Ahora en Washington empieza la inevitable serie de preguntas: quién lo ordenó, quién lo sabía y cuándo lo supo. ¿Obama en persona? No es como si fuera el primer presidente que usa a los inspectores de Hacienda para perseguir a sus enemigos políticos ni la primera administración que maquilla una gran crisis internacional.

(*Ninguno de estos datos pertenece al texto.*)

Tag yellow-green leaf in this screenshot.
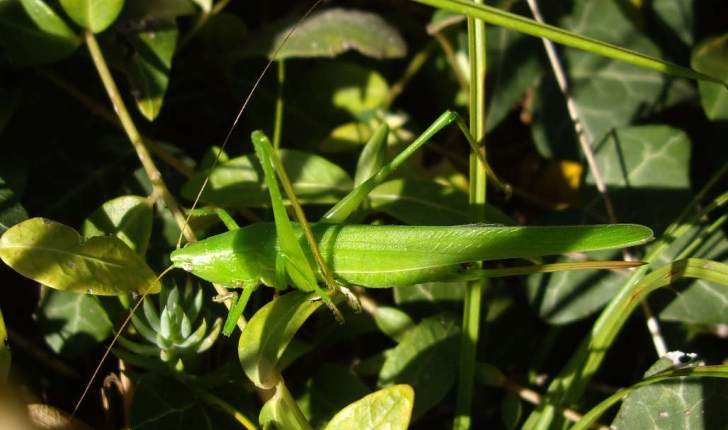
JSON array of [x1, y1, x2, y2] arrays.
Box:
[[324, 385, 414, 430], [0, 218, 159, 295], [59, 0, 125, 33]]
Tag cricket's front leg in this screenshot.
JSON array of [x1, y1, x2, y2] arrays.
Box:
[[215, 282, 259, 336]]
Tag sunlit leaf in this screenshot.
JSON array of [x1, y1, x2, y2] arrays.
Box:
[[0, 0, 81, 65], [182, 149, 353, 207], [583, 125, 692, 230], [531, 0, 695, 160], [0, 218, 160, 295], [124, 20, 178, 121], [59, 0, 125, 33], [297, 363, 371, 429], [246, 8, 406, 60], [82, 195, 153, 255], [239, 291, 322, 389], [18, 0, 76, 38], [612, 353, 728, 430], [325, 385, 414, 430]]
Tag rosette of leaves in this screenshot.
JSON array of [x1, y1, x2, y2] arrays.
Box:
[[115, 281, 222, 374]]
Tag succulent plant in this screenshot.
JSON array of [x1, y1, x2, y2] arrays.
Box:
[[115, 281, 222, 374]]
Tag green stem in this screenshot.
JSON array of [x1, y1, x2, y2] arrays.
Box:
[[84, 30, 238, 329], [454, 4, 487, 429], [274, 375, 313, 429], [83, 30, 195, 244], [193, 386, 258, 430], [411, 0, 726, 87], [273, 61, 285, 150]]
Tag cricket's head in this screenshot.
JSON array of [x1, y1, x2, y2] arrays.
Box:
[[170, 247, 195, 272], [170, 233, 254, 288], [171, 241, 223, 284]]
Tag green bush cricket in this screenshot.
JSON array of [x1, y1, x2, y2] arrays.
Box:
[[0, 1, 666, 425], [171, 129, 653, 336]]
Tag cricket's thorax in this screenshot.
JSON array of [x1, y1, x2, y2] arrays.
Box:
[[170, 223, 277, 287]]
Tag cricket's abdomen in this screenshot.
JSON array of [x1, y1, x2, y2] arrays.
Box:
[[171, 222, 651, 289]]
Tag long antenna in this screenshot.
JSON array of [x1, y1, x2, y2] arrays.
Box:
[[73, 0, 326, 423], [178, 0, 326, 249]]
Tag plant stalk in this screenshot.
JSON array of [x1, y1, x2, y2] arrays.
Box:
[[454, 3, 487, 428]]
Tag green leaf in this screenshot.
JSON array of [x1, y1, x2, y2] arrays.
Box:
[[329, 63, 390, 118], [611, 354, 728, 430], [374, 306, 415, 343], [288, 62, 392, 125], [501, 392, 523, 430], [574, 362, 728, 430], [692, 34, 728, 121], [0, 307, 10, 382], [0, 218, 160, 295], [324, 384, 414, 430], [245, 8, 406, 60], [532, 1, 695, 159], [526, 249, 639, 324], [36, 289, 114, 356], [0, 0, 81, 65], [238, 291, 322, 389], [319, 122, 374, 154], [652, 0, 694, 47], [529, 122, 690, 324], [370, 179, 468, 225], [656, 225, 728, 324], [59, 0, 125, 33], [394, 281, 466, 316], [583, 125, 692, 230], [18, 0, 76, 38], [82, 195, 153, 255], [0, 175, 28, 235], [378, 313, 460, 419], [123, 19, 178, 121], [354, 122, 388, 187], [129, 374, 217, 430], [297, 363, 371, 429], [182, 150, 353, 207]]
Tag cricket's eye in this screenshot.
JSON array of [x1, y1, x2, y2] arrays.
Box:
[[181, 262, 194, 272]]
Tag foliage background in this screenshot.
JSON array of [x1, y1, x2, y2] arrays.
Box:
[[0, 0, 727, 429]]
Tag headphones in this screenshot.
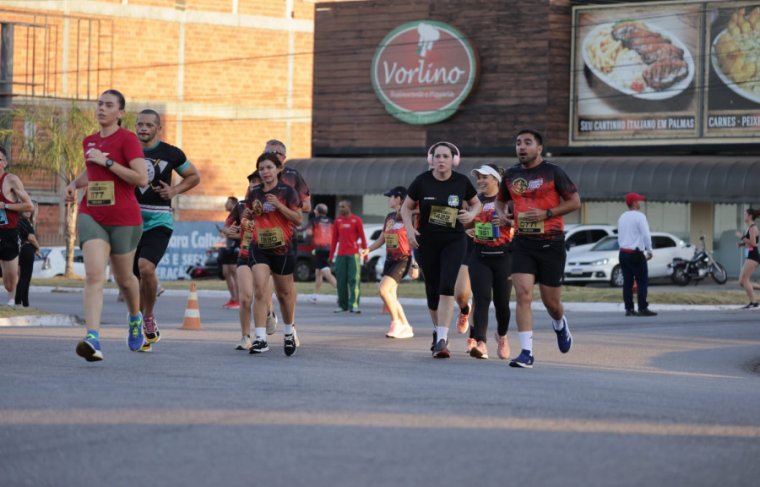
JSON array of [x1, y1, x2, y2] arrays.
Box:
[[427, 141, 461, 168]]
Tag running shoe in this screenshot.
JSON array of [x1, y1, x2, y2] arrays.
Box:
[[509, 349, 534, 368], [235, 335, 253, 351], [742, 302, 759, 309], [284, 333, 298, 356], [75, 332, 103, 362], [7, 299, 15, 307], [138, 342, 152, 353], [350, 307, 361, 314], [432, 339, 450, 359], [469, 341, 488, 359], [494, 333, 510, 360], [249, 339, 270, 354], [393, 324, 414, 339], [227, 300, 240, 310], [266, 311, 278, 335], [156, 286, 166, 297], [638, 309, 657, 316], [143, 315, 161, 344], [554, 317, 572, 354], [127, 313, 145, 352], [456, 309, 470, 334], [386, 320, 402, 338], [309, 295, 318, 304], [465, 337, 477, 354]]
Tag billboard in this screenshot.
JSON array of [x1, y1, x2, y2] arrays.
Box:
[[155, 221, 223, 281], [570, 0, 760, 146]]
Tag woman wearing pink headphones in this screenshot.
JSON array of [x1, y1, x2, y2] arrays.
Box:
[[401, 142, 481, 358]]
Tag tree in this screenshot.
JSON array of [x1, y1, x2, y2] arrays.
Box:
[[0, 103, 135, 277]]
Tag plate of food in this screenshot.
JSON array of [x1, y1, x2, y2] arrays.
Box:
[[581, 20, 695, 100], [711, 7, 760, 105]]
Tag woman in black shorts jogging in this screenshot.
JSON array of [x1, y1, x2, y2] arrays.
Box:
[[465, 164, 514, 360], [401, 142, 481, 358], [737, 208, 760, 309]]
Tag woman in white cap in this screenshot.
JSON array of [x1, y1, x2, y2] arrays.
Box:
[[465, 164, 514, 359]]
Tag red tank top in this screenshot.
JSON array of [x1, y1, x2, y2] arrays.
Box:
[[0, 173, 20, 229]]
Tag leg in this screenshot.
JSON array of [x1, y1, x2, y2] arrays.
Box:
[[320, 267, 337, 287], [635, 255, 650, 311], [252, 264, 272, 329], [314, 270, 323, 295], [346, 254, 361, 310], [469, 255, 493, 343], [454, 264, 471, 309], [538, 284, 564, 321], [15, 246, 35, 307], [272, 274, 296, 325], [739, 260, 758, 303], [1, 257, 19, 304], [81, 239, 112, 331], [236, 265, 254, 337], [620, 252, 635, 311], [335, 256, 348, 310], [111, 251, 141, 316], [138, 258, 158, 316], [378, 276, 401, 322], [512, 273, 535, 333]]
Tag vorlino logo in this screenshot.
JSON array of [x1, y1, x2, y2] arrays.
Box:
[[371, 20, 479, 125]]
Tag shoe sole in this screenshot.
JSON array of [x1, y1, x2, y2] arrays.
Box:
[[145, 331, 161, 344], [266, 318, 277, 336], [249, 347, 270, 354], [509, 360, 533, 369], [393, 330, 414, 339], [469, 348, 488, 359], [138, 344, 152, 353], [235, 345, 251, 351], [76, 341, 103, 362]]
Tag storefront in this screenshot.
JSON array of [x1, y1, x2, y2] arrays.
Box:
[[290, 0, 760, 276]]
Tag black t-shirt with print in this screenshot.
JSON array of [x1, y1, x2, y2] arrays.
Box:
[[407, 170, 477, 235]]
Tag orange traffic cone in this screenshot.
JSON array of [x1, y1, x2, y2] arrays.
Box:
[[180, 282, 202, 330]]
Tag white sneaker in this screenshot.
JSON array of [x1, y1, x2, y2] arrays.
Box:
[[266, 311, 278, 335], [7, 299, 15, 307], [386, 320, 403, 338], [394, 324, 414, 339], [235, 335, 252, 351], [309, 295, 318, 304]]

Tampoco le pasará factura en las encuestas inmediatamente, donde el presidente goza de buena salud. El problema, como siempre, son las expectativas. No puedes ser el presidente de la esperanza y el cambio y a la vez producir la misma basura y usar los mismos trucos de toda la vida.

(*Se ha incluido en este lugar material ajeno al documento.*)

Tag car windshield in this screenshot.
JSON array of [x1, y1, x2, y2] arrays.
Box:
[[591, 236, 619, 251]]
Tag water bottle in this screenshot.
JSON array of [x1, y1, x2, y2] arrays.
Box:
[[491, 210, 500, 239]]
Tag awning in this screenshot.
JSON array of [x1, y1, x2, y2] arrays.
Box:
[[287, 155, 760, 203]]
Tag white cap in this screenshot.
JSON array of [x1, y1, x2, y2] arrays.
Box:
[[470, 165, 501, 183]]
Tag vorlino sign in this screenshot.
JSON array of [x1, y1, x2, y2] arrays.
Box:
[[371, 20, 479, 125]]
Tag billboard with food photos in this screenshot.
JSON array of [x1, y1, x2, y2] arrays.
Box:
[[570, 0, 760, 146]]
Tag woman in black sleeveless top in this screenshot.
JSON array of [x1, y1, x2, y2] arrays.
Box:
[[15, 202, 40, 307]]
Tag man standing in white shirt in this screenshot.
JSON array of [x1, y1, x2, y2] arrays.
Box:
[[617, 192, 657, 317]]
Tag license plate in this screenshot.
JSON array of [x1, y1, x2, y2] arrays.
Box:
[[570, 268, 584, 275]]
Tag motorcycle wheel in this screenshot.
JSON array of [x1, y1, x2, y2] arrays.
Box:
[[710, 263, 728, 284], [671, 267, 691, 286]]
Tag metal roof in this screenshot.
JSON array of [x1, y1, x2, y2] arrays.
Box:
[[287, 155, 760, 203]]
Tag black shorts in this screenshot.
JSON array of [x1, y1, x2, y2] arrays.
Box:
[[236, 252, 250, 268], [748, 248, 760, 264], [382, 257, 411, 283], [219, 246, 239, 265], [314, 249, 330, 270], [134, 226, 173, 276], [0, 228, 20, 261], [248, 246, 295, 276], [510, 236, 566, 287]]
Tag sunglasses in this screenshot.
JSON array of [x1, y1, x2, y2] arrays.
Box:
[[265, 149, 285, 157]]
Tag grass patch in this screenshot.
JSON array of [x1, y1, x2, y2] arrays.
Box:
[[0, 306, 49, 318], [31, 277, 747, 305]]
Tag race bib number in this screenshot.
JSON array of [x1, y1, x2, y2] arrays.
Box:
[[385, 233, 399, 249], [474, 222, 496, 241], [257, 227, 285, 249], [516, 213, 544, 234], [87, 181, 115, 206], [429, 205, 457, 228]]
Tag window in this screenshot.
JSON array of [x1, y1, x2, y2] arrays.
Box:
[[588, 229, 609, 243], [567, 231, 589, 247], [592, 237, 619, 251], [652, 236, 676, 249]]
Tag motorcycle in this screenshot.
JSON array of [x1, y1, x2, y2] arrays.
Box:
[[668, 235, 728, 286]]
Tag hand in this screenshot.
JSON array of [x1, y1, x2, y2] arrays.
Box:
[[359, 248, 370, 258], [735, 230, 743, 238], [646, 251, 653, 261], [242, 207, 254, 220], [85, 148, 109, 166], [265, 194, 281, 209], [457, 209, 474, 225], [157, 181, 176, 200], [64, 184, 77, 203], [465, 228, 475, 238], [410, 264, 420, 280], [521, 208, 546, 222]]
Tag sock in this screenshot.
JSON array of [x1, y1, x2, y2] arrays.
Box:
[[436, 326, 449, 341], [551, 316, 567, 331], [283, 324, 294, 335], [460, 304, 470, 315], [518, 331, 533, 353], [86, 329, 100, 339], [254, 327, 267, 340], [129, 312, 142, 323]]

Ya es lamentable que se hagan 'inspecciones especiales' a las organizaciones que lleven en su declaración las palabras "tea party", "patriota" o que se declaren preocupadas por el gasto gubernamental. Casi más triste es que con un diplomático muerto la se editaran una y otra vez los informes de la CIA para camuflar la naturaleza del ataque. Y sin embargo son dos caras de la mis moneda: que la primera prioridad para un gobierno es ocultar sus fallos y mantenerse fuerte en el poder. El resto, incluido el 'Yes we can', es poesía. Y en los segundos mandatos se lleva más la prosa.
De propina: el escándalo del IRS suena mucho a Nixon. Pero que nadie se engañe, otro al que también le gustaba mandarle los inspectores a sus enemigos políticos era al ícono liberal Fanklin D. Roosevelt.
La bola de cristal: sin embargo ya veréis como Obama no se lleva gran culpa por lo de Bengasi. A fin de cuentas el presidente ya está de retirada y los republicanos pueden intentar derribar a toda una pieza de caza mayor, la entonces secretaria de Estado Hillary Clinton. A esa sí que les interesa tirarla del caballo.